Cette classe est composée d’enfants issus d’origines sociales différentes. Ce trait a particulièrement plu à Carlo Carcano : « on a beaucoup d’opéras avec des chœurs d’enfants mais à ma connaissance, il n’y a pas d’opéra qui donne une aussi haute importance aux enfants en tant que solistes ou chœurs. » Pour cette création d’un opéra contemporain, Angers Nantes Opéra a fait appel à la Maîtrise des Pays de la Loire. Le travail avec les enfants a été d’une riche intensité : « le chœur d’enfant m’intéressait car c’est une voix fragile et puissante en même temps. [...] C’est la voix d’un enfant qui amène tout un univers fait d’innocence, de cruauté, de jeux, de violence, de curiosité et j’étais intéressé d’utiliser toute la palette expressive de cette voix. » Les adultes accompagnant les élèves sont les institutrices et le directeur de l’école, l’appariteur ou les ouvriers du cours du soir. Esquissés par la metteur en scène Caroline Gautier, ces portraits sont empruntés à d’autres livres de l’auteur de Cuore. Pluralité des timbres vocaux et de langues, Caroline Gautier a « désiré conserver certains passages en italien, la langue fonctionnant alors comme décor sonore ».
Improvisation
Planté au milieu de la scène, l’arbre symbolise les quatre saisons qui correspondent aux quatre actes : « j’ai ainsi décidé de leur donner une couleur instrumentale différente ». L’orchestre est composé de sept instruments : violon, contrebasse, clarinette, trombone, puis de manière plus insolite on note la présence bienvenue d’un accordéon et d’une guitare électrique. « Ces instruments jouent des parties improvisées dans mon opéra. Je voulais amener une énergie particulière que seule l’improvisation peut amener. La guitare et l’accordéon improvisent à chaque fois sur des données précises. Je donne aux instrumentistes des points de repères émotionnels qui se matérialisent par des mots ou une description métaphorique de ce que j’aimerais entendre. » Pour Carlo Carcano, ce n’est pas une opération intellectuelle de mêler les genres : « cela vient tout naturellement, j’ai grandi en écoutant du rock, de la pop et en même temps j’ai étudié la musique classique ». On retrouve sur scène la présence inédite des musiciens. Le percussionniste, placé à proximité du public sur une petite scène, utilise aussi des instruments objets, tels des tessons de bouteilles, des cartons déchirés... Les autres musiciens parfois visibles ou dissimulés jouent les rôles des parents ou des ouvriers du cours du soir. Ainsi Philippe Nahon, directeur musical de l’ensemble Ars Nova, campe le rôle de Don Celzani, l’appariteur.

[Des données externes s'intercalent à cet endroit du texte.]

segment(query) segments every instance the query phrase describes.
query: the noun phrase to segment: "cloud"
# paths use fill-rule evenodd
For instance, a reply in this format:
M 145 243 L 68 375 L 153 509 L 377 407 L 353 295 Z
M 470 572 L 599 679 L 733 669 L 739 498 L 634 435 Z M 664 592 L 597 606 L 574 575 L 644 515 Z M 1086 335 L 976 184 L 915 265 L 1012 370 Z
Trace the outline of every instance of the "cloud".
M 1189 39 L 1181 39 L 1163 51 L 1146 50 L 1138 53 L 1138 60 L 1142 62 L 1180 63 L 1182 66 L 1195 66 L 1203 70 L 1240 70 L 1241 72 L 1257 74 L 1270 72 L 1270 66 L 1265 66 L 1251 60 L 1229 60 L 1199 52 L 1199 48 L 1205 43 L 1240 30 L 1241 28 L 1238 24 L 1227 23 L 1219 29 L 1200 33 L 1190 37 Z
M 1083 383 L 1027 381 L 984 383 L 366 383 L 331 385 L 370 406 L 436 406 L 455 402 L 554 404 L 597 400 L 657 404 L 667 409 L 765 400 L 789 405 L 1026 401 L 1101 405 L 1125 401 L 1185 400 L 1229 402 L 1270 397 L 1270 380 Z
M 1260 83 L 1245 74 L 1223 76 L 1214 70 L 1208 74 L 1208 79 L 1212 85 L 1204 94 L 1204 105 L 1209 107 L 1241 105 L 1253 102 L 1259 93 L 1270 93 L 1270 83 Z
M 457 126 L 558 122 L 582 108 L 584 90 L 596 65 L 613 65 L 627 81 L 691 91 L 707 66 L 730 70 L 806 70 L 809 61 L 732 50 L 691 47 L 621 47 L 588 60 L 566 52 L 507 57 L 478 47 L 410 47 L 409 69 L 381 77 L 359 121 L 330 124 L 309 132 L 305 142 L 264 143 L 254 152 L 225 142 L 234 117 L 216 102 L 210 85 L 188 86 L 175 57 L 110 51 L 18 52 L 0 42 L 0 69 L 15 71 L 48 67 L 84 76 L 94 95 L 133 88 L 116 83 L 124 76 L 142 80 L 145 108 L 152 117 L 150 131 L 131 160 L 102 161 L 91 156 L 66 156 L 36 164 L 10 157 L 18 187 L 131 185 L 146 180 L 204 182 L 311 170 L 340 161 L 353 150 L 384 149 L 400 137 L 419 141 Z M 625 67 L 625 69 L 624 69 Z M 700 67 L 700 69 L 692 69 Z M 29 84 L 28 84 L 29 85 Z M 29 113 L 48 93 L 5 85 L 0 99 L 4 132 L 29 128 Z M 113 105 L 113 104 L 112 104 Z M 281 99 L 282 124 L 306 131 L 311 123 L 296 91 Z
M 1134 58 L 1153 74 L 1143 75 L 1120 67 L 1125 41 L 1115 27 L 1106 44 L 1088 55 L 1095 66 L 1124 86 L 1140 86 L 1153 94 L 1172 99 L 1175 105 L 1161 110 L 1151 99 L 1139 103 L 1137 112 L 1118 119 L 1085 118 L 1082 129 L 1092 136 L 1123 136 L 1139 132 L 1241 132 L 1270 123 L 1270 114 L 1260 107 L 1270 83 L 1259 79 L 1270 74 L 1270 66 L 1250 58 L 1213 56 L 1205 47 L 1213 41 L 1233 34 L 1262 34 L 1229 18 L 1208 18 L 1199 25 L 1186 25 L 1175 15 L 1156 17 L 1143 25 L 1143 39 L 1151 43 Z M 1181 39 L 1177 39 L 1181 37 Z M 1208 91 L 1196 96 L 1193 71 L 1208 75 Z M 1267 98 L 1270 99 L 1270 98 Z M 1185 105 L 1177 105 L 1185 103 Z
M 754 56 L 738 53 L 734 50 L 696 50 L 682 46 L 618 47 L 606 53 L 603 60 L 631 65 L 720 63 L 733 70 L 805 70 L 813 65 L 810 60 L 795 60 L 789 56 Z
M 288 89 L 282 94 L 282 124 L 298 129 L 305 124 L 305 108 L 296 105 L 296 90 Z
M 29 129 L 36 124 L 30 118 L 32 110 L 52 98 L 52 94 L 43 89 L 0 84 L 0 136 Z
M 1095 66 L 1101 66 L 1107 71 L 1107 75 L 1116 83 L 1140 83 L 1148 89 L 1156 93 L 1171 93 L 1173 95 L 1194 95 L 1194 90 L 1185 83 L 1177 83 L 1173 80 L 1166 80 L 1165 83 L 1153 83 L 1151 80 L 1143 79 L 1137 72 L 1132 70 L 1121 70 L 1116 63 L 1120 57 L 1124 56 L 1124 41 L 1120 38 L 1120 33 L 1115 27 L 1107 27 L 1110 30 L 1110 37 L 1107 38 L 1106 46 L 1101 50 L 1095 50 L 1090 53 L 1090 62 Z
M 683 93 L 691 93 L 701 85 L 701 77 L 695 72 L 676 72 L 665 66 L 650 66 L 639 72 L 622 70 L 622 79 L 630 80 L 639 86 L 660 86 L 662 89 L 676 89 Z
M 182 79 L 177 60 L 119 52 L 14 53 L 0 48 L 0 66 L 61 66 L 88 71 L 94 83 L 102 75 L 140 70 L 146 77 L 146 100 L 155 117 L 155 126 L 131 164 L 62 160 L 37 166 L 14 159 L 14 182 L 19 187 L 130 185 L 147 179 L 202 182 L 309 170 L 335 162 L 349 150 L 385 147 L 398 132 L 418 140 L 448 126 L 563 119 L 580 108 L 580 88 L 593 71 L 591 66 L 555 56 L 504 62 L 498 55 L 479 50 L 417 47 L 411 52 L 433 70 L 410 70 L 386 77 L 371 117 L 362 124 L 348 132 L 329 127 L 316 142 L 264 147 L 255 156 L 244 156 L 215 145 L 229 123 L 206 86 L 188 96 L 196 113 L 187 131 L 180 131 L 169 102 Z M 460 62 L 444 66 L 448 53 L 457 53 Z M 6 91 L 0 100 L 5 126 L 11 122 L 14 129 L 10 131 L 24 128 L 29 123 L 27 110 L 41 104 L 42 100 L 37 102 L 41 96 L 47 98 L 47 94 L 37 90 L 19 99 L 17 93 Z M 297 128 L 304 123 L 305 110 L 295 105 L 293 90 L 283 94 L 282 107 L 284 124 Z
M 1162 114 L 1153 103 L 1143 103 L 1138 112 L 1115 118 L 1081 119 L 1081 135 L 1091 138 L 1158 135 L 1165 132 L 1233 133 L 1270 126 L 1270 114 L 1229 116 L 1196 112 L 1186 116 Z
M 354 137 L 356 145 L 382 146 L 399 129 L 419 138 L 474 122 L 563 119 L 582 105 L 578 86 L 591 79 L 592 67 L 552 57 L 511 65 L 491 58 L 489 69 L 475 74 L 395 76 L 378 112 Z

L’écoute de l’ensemble instrumental ne déplairait pas aux amateurs de musiques post rock ou expérimentales tant les compositions de Carlo Carcano s’en approchent. Cuore est une brillante synthèse de l’utilisation des instruments classiques avec les expérimentations de notre époque. La narration de cet opéra contemporain emprunte également ces mêmes chemins. La scénographie très léchée avec un subtil dosage des lumières effleurant les décors souligne à merveille les quatre saisons du journal de l’écolier italien de la fin du 19ème siècle.